Is there a tendency to dismiss contemporary horror films we would’ve loved in the 70s or 80s? As if we know better now? As if their age and the era is the only charm? I certainly hope not, but am afraid so. Bruce McDonald, veteran filmmaker and director behind one of our age’s few, truly interesting zombie films (Pontypool) has returned to the genre with Hellions, a visually stunning movie cut from the same Euro cloth as the illogical, fever dream works of Fulci and more. Its muted reception at Sundance then is both unfortunate and yet all too believable. 

Hellions is a mad Halloween movie, imbued so fully with the frightening folk spirit that McDonald and cinematographer Norayr Kasper lensed much of the film in infrared, its red/orange tint glowing beautifully off the screen. In the film, Dora (Chloe Rose) is a sweet, if rebellious teenager that calls the ‘pumpkin capital of the world’ home. Her town is an All Hallow’s habitat and McDonald and Kasper confidently shoot it wide in big, striking tableaus that only grow eerier as the film proceeds. After an autumnal hang with her boyfriend, Dora gets some shocking news: she’s pregnant. Entirely unready for this tremendous a life change, Dora reconfigures her plans for the evening, sitting at home in an angel costume and indulging in child carrying cravings.

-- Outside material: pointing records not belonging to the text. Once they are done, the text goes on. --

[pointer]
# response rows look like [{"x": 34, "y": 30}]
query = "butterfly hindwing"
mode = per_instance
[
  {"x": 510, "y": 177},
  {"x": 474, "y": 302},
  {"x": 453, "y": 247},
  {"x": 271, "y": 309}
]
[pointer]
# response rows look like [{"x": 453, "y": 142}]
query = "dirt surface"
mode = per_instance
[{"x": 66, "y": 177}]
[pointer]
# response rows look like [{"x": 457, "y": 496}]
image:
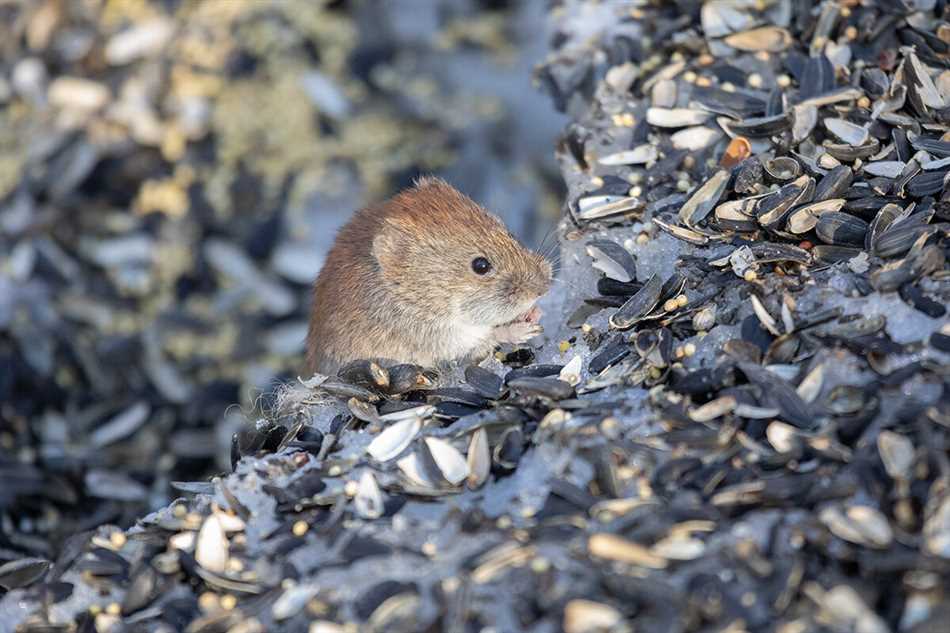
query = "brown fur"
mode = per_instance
[{"x": 398, "y": 285}]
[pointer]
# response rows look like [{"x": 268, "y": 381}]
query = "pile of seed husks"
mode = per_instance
[
  {"x": 738, "y": 420},
  {"x": 171, "y": 176}
]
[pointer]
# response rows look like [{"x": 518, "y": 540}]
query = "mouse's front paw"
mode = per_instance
[{"x": 516, "y": 332}]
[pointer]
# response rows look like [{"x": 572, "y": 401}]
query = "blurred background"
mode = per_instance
[{"x": 171, "y": 175}]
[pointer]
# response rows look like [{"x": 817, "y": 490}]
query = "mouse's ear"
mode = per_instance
[{"x": 387, "y": 245}]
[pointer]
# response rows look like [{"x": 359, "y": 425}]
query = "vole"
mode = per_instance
[{"x": 425, "y": 277}]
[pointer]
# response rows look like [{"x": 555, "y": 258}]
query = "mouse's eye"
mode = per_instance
[{"x": 481, "y": 266}]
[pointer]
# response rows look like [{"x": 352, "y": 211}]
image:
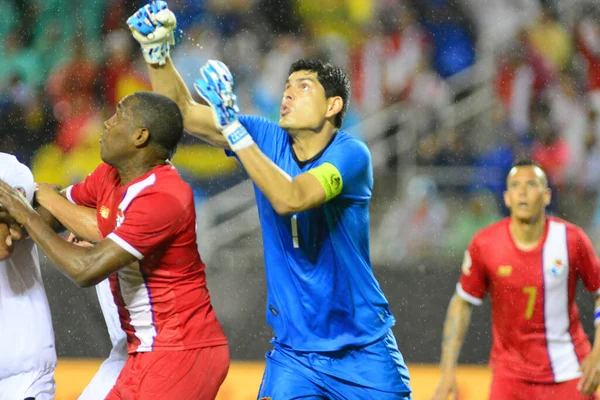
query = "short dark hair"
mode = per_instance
[
  {"x": 334, "y": 80},
  {"x": 527, "y": 162},
  {"x": 162, "y": 117}
]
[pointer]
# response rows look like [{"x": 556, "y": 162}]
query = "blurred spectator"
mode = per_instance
[
  {"x": 415, "y": 226},
  {"x": 480, "y": 211},
  {"x": 549, "y": 150},
  {"x": 452, "y": 35}
]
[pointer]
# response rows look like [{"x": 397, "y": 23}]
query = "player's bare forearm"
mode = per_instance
[
  {"x": 84, "y": 266},
  {"x": 457, "y": 322},
  {"x": 78, "y": 219},
  {"x": 197, "y": 118},
  {"x": 286, "y": 195}
]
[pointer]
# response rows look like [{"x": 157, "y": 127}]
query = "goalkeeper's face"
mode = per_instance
[{"x": 304, "y": 105}]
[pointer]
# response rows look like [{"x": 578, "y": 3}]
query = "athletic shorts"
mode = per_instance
[
  {"x": 39, "y": 385},
  {"x": 193, "y": 374},
  {"x": 507, "y": 388},
  {"x": 107, "y": 374},
  {"x": 376, "y": 371}
]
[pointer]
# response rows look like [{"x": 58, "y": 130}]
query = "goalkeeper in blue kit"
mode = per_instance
[{"x": 313, "y": 184}]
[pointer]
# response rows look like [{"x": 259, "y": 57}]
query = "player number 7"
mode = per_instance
[{"x": 532, "y": 292}]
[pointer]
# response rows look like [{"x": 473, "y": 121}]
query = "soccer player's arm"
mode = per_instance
[
  {"x": 84, "y": 266},
  {"x": 588, "y": 267},
  {"x": 19, "y": 177},
  {"x": 469, "y": 291},
  {"x": 311, "y": 188},
  {"x": 197, "y": 118}
]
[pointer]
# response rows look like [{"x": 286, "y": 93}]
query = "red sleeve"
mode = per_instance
[
  {"x": 86, "y": 193},
  {"x": 473, "y": 283},
  {"x": 588, "y": 266},
  {"x": 143, "y": 228}
]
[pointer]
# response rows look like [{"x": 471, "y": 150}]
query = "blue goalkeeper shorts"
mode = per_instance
[{"x": 376, "y": 371}]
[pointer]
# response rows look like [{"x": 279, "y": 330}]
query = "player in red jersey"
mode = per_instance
[
  {"x": 145, "y": 212},
  {"x": 529, "y": 263}
]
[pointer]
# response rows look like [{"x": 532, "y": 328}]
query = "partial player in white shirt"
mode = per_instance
[
  {"x": 82, "y": 221},
  {"x": 27, "y": 352}
]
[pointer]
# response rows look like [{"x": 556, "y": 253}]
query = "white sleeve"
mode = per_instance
[{"x": 17, "y": 175}]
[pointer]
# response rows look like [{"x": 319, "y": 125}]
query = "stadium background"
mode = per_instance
[{"x": 446, "y": 93}]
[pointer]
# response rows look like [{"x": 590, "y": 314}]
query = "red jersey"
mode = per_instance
[
  {"x": 162, "y": 299},
  {"x": 537, "y": 334}
]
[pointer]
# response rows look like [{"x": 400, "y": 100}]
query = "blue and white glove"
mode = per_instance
[
  {"x": 152, "y": 26},
  {"x": 216, "y": 87}
]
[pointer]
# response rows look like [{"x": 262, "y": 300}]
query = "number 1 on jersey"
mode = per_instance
[
  {"x": 295, "y": 231},
  {"x": 532, "y": 292}
]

Soon, the trick-or-treater announcing doorbells turn sinister. The film is like one of those inherently creepy images of Halloween in the 1920s come-to-life. Small, childlike forms, draped in dresses and overalls, and adorned with unsettling masks locked in benevolent expression, terrorize Dora. They whisper in her head. They want her baby. These demonic little things invade her home and force this angel out into the red night.

It’s enchanting. The look of McDonald’s film, unlike much anything else, takes the wheel from its comparatively simple setup and pushes Hellions into a dreamy ultra-style. Just as Dora is delivered the news of her pregnancy, she’s told there’s still time for options, and so the film externalizes her dilemma in bold, nightmarish form. The middle ground of Halloween, in which the living and dead and supernatural co-exist, parallels her own between adulthood and adolescence, between keeping a baby or not.

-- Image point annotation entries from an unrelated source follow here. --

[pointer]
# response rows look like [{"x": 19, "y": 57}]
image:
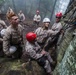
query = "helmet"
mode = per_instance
[
  {"x": 59, "y": 14},
  {"x": 30, "y": 36},
  {"x": 37, "y": 11},
  {"x": 46, "y": 20},
  {"x": 12, "y": 49},
  {"x": 3, "y": 32}
]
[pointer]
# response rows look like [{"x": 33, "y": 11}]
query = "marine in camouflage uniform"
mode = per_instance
[
  {"x": 36, "y": 53},
  {"x": 13, "y": 37},
  {"x": 2, "y": 26}
]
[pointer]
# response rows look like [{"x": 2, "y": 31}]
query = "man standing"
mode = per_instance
[
  {"x": 13, "y": 38},
  {"x": 42, "y": 32},
  {"x": 2, "y": 26},
  {"x": 21, "y": 16},
  {"x": 34, "y": 51},
  {"x": 37, "y": 18}
]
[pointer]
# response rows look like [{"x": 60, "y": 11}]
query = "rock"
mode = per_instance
[{"x": 14, "y": 67}]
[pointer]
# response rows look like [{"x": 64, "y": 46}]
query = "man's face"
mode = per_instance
[
  {"x": 46, "y": 24},
  {"x": 14, "y": 20}
]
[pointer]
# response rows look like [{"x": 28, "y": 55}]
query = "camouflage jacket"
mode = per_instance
[
  {"x": 32, "y": 50},
  {"x": 13, "y": 36}
]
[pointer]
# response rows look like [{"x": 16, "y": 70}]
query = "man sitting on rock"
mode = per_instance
[{"x": 34, "y": 51}]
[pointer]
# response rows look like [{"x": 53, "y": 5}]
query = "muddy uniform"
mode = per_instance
[
  {"x": 55, "y": 29},
  {"x": 34, "y": 52},
  {"x": 37, "y": 19},
  {"x": 13, "y": 37},
  {"x": 2, "y": 26},
  {"x": 42, "y": 35},
  {"x": 54, "y": 32},
  {"x": 21, "y": 17}
]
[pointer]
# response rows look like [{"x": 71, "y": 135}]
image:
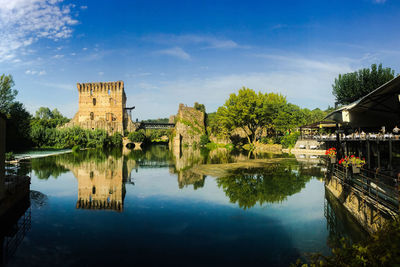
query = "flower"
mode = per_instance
[{"x": 331, "y": 152}]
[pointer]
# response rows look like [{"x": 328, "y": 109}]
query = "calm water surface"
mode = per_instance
[{"x": 149, "y": 208}]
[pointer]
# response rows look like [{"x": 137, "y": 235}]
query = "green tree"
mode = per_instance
[
  {"x": 244, "y": 110},
  {"x": 349, "y": 87},
  {"x": 7, "y": 94},
  {"x": 44, "y": 113},
  {"x": 199, "y": 107}
]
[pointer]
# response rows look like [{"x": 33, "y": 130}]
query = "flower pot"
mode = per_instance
[{"x": 355, "y": 169}]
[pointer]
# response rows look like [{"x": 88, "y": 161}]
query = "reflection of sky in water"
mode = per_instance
[{"x": 163, "y": 225}]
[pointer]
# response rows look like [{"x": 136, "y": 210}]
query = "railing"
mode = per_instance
[
  {"x": 379, "y": 187},
  {"x": 356, "y": 137}
]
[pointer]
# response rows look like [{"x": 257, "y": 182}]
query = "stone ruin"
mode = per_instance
[
  {"x": 189, "y": 127},
  {"x": 102, "y": 105}
]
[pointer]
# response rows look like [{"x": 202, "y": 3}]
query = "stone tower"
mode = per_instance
[{"x": 102, "y": 105}]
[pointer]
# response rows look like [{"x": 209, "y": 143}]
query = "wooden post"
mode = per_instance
[
  {"x": 379, "y": 154},
  {"x": 368, "y": 154}
]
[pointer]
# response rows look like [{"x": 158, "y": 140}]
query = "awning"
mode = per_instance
[{"x": 379, "y": 108}]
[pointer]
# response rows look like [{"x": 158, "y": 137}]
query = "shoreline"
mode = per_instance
[{"x": 19, "y": 157}]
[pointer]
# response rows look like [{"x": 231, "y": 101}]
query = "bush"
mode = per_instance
[
  {"x": 116, "y": 140},
  {"x": 76, "y": 148},
  {"x": 137, "y": 136},
  {"x": 289, "y": 140},
  {"x": 10, "y": 156},
  {"x": 204, "y": 140}
]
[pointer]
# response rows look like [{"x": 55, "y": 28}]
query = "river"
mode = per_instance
[{"x": 151, "y": 208}]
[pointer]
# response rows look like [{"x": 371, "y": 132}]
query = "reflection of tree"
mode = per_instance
[
  {"x": 263, "y": 185},
  {"x": 183, "y": 162},
  {"x": 38, "y": 199}
]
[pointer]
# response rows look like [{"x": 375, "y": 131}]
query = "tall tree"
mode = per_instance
[
  {"x": 7, "y": 94},
  {"x": 349, "y": 87},
  {"x": 245, "y": 111}
]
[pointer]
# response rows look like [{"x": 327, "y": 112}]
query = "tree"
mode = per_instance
[
  {"x": 7, "y": 94},
  {"x": 199, "y": 107},
  {"x": 349, "y": 87},
  {"x": 44, "y": 113},
  {"x": 244, "y": 110}
]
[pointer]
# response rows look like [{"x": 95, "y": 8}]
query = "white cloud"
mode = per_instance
[
  {"x": 190, "y": 39},
  {"x": 23, "y": 22},
  {"x": 35, "y": 72},
  {"x": 175, "y": 52},
  {"x": 306, "y": 82},
  {"x": 58, "y": 56}
]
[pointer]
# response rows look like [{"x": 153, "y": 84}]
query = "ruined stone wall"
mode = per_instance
[
  {"x": 189, "y": 126},
  {"x": 102, "y": 106},
  {"x": 100, "y": 185},
  {"x": 369, "y": 215}
]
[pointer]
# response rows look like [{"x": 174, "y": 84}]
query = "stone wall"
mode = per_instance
[
  {"x": 100, "y": 184},
  {"x": 370, "y": 215},
  {"x": 102, "y": 106},
  {"x": 189, "y": 127}
]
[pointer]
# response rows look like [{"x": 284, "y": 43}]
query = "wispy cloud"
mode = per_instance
[
  {"x": 208, "y": 42},
  {"x": 35, "y": 72},
  {"x": 175, "y": 52},
  {"x": 23, "y": 22}
]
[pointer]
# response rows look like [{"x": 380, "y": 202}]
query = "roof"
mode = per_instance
[
  {"x": 380, "y": 107},
  {"x": 319, "y": 124}
]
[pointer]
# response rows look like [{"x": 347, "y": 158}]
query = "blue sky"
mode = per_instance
[{"x": 171, "y": 52}]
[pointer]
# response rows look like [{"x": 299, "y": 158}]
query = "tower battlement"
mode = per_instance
[
  {"x": 100, "y": 86},
  {"x": 102, "y": 105}
]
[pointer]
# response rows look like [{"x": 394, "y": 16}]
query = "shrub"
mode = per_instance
[
  {"x": 204, "y": 140},
  {"x": 10, "y": 156},
  {"x": 76, "y": 148},
  {"x": 116, "y": 140},
  {"x": 289, "y": 140},
  {"x": 137, "y": 136}
]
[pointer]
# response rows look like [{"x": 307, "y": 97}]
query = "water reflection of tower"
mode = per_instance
[{"x": 101, "y": 184}]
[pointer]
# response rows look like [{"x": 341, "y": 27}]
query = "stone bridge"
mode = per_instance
[{"x": 156, "y": 125}]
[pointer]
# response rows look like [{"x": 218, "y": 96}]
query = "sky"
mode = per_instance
[{"x": 171, "y": 52}]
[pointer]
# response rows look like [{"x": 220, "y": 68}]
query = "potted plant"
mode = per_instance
[
  {"x": 356, "y": 163},
  {"x": 331, "y": 153}
]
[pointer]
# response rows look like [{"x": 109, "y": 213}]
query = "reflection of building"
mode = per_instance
[
  {"x": 102, "y": 105},
  {"x": 100, "y": 183},
  {"x": 183, "y": 160}
]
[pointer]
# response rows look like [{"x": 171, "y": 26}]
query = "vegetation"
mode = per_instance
[
  {"x": 17, "y": 118},
  {"x": 259, "y": 115},
  {"x": 349, "y": 87},
  {"x": 272, "y": 184},
  {"x": 380, "y": 249},
  {"x": 159, "y": 120},
  {"x": 138, "y": 136}
]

This theme is there, but Hellions is a sensory experience. The Hellions themselves are Dora’s self-doubt, vicious inner critique, and McDonald lets them do their thing, warping and upending Dora’s headspace and our own perception of dream and reality (but movies are a dream, so what does it matter). A field of pumpkins explodes; an infant mutates; bodies melt; and the Hellions overrun those still tableaus to make for devilish portraits. At one point, Robert Patrick, essaying a protective sheriff, impossibly encounters the entrance to his home in the middle of the woods. These images hang in your head, like the wicked, childish song sung by the creatures. It’s awesome.